Thou shalt neither vex a stranger nor oppress him: for ye were strangers in the land of Egypt - Exodus 22:21.

My father Nathan was born in 1911 in a small town outside Kyiv – the capital of Ukraine, which was then part of Russia. His family escaped after the 1917 Revolution. His father went ahead to London; the photograph shows him (third from left) and others boarding a small boat at an unidentified location.

In 1921 my paternal grandmother, my father and his next brother hired a cart and driver, travelled by night, slept by day, and were shot at as they crossed the Polish border. In Warsaw, after they had acquired Nansen passports for refugees and were about to travel to London, my father contracted scarlet fever. His mother who, surprisingly for a Jewess, was allowed to qualify as a doctor in Czarist Russia, nursed him across Europe on a 1920s train without notifying the authorities.

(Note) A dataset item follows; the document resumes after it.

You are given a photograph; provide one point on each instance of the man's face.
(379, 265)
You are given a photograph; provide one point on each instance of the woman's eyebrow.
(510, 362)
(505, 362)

Arriving in England without speaking a word of English, he attended secondary school; and then became a research chemist at Lyons, while obtaining his BSc then MSc in chemistry through night study at Birkbeck College. He ended up as Marks & Spencer’s chief food technologist, revolutionising the British food production industry.

My wife Lynda and I took our 2018 holiday in Ukraine, and were helped to visit my father’s small town by some delightful people there who ran a tourist company.

Last Thursday, I – not surprisingly – received a distressed email from them asking for our prayers for their plight. I was happy to comply but wanted also to offer them the safety of our home if they needed it. But I had to tell them that it would be impracticable, and that the generosity of the asylum that my father had been offered by the UK was no longer available. I was ashamed to convey this information.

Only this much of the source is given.